[discussion:general] What should be a template, image, feature, postCreateCommand? about .github HOT 6 CLOSED

I would like to offer another point of view, not because im sure its correct (im not), but in order to enrich the discussion 😄

I like to look at devcontainers as a result of a "configuration evolution" if you will.
So we begin with a custom docker file and some configuration line. looks something like this:

{
  "build": {  ".Dockerfile" },
  "postCreateCommand": "./configure poetry"
}

and the dockerfile is something like this:

FROM ubuntu:22.04
install python
install poetry

This had the problem of rewriting or copy pasting the same dockerfile to every other project or writing it from scratch. Almost no code share

Enter custom images python-with-poetry python-with-cpp node-with-yarn node-with-pnpm , variants on these images already exists and already flooding docker hub. I know I personally also built something similar to my project, that was to avoid the build time but It was a mistake. These suffer the issues of:

1. Tend to be bloated, in fear of missing some important component so usually they end up drifting towards being catch-all universal image
2. They tend to be outdated fast, this is because they stuck in whatever base image they started from forever (ubuntu:18 for example)
3. The images are indeed communal, but the layers on the dockerfile which originate it arent. each docker image author craft his own docker layers and install things differently, so no community benefit there.

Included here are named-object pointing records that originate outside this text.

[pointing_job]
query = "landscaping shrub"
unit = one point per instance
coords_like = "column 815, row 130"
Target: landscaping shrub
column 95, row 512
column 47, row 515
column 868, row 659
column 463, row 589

I feel at this point, devcontainer "features" is the next evolutionary step, in the sense the solve all of the above problems. lets see how:

1. Feature selection happens dynamicly means you choose what you want when you need it, no need for bloat.
2. Features are decoupled from the base image, thus enabling you to update uubntu18 to ubuntu22 for example without changing anything else.
3. Lastly - features can be seen as common and sharable docker layers, with the additional benefit of having a standard interface. no longer copy pasting docker layers from some online example/stackoverflow.

So I feel we are going a step backwards in a sense, giving up on these benefits when using custom image like ghcr.io/devcontainers-contrib/images/python-with-poetry.

optimal might be something like

{
  "image": "debian",
  "features": {
       "python": {},
       "poetry": {},
  "postCreateCommand": "./configure && poetry install"
}

I concede poetry as a feature is itself a decision that I have to defend. As you said it can easily be seen as parameter to the python feature, or a postCreateCommand line. I guess this should be seen as case to case basis

The easiest justification for a feature is if its installation is non trivial, yet common enough that its worth packaging it in a sharable way. Another reason might be that it has installation gotchas that you want to help people avoid. But again thats easy
Poetry, as an example, falls in that category exactly because it offers some more intricate installation/configuration (the plugins) so you might add it to its interface and save everybody's time.
( btw, In the future I think each company would probably maintain its own product features. so Poetry for example has a for-profit company behind it so they should maintain the feature for their product and update it wit new flags and installation params etc. This should scale the best)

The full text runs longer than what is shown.